Politicians are busy heaping praise on him, film industry stands mighty proud and memes, for once, are laudatory and not scathing. The world struck by Covid-19 might be waking up to a new humanitarian Sonu Sood, but our Moga boy reveals that his philanthropic instinct is nothing new. ‘Help others’ has been his motto for long and a lesson he got from his parents early in life. Of course, today as the migrants consider him a messiah — one worships his photograph, another has named her son after him — he says he does not take the adulation too seriously, nor is he burdened by expectations.
Migrants walking thousands of miles, being killed on roads, homeless and hungry... the soul-stirring images haunted the actor from films like Dabangg and Simmba, as much as others. Already involved in serving food to the migrant labour along with his friend Neeti Goel from Punjab, he felt compelled to take tangible steps. Thus began mission Ghar Bhejo, and he started arranging transport (buses, trains, even flights) for migrant workers stuck in faraway parts of the country, as distant as Kerala.
The fact that the first batch of migrants was from Karnataka was sheer coincidence for the actor whose film journey began in South. He says he can’t thank enough those who have pitched in his efforts. “There was an incredibly supportive family and friends like Farah Khan, who call him on a daily basis to check with modalities and chip in whichever ways they can,” says Sonu.
Determined not to rest till every single migrant reaches home, the task at hand seems Herculean, something even governments could not crack. However, for Sonu charity begins at the doorstep of the insurmountable. Moreover, the actor does not just view himself as a migrant but all of us who move to different lands in pursuit of our dreams and for the sake of our loved ones. It’s this realisation that makes him empathise more than anyone else.
Interestingly, he can’t sense any dichotomy in many migrants wanting to return to their karmbhoomi either. He says, “There is nothing self-defeatist about that. Of course, they will have to come back. Only they feel reassured after they meet their families.”

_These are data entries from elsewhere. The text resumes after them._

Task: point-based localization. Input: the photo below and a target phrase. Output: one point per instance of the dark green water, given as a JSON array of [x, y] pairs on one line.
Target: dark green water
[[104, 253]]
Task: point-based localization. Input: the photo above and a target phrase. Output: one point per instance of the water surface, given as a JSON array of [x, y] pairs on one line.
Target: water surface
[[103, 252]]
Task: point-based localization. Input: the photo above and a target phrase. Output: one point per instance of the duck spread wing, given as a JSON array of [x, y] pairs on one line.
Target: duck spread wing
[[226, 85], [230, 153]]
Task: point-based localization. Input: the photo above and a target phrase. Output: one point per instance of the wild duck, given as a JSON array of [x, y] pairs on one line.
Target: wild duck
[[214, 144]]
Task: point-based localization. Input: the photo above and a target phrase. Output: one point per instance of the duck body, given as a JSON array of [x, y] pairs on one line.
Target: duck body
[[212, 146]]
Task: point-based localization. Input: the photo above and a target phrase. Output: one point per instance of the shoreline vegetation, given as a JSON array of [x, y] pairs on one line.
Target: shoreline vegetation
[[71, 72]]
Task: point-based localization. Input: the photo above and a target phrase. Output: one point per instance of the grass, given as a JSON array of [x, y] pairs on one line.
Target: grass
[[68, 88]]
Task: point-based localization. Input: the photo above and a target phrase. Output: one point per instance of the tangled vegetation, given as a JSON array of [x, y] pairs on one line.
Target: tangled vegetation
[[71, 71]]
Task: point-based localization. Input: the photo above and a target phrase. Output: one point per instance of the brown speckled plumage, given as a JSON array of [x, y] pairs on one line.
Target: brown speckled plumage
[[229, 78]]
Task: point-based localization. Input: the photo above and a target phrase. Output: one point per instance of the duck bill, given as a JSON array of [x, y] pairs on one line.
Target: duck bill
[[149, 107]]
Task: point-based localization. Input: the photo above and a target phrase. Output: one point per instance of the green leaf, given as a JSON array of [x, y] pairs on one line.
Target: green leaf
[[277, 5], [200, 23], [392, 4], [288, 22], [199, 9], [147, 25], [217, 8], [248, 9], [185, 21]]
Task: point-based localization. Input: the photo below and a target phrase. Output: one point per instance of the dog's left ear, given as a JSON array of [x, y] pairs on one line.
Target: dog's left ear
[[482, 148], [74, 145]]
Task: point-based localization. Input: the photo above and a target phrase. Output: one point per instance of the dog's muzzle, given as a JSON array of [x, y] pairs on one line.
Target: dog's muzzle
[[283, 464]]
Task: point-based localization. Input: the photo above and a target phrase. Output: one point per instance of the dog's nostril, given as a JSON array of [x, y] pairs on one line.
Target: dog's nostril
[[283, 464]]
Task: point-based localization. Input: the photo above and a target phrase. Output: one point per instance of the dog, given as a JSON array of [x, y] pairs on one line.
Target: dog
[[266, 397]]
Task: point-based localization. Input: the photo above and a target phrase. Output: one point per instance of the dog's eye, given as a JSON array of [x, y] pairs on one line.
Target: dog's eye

As his phone is constantly buzzing with incessant requests, some amusing ones included he is tickled pink and has a hearty laugh about it all. However, what is more heartening is that he has managed to unite so many people. For every migrant reaching home, he reminds, “there is a multiplier effect — smiles from so many members of their families.” Indeed, when a star sets on mission impossible, things move easily. Permissions and other regulatory procedures are not so hard to get. Sure, there is greater media attention which could be a two-way sword. Sceptics might dismiss it as a publicity gimmick, but Sonu couldn’t care less.
With his heart in the right place, he knows his intentions are sincere. And with equal sincerity he has a piece of advice for his Punjabi brethren. “Just cook an extra meal and give it to a stranger — your watchman or your vegetable vendor. If each house were to do that, no one would go hungry.”
With fan following grows by the minute, we wonder if it would shake up the film industry too and translate into better parts (read more positive ones) in movies. He chuckles, “I hope so.” Anyway, we will be seeing him in Prithviraj and work on his home production, a biopic on ace shuttler PV Sindhu, too will begin soon. Raring to go onscreen and off-screen, he may or may not see himself as a hero, however, as Novalis said, “A hero is one who knows how to hang one minute longer.” Only Sonu is hanging out way beyond minutes, packing 22 hours in a working day. All for a cause close to his heart.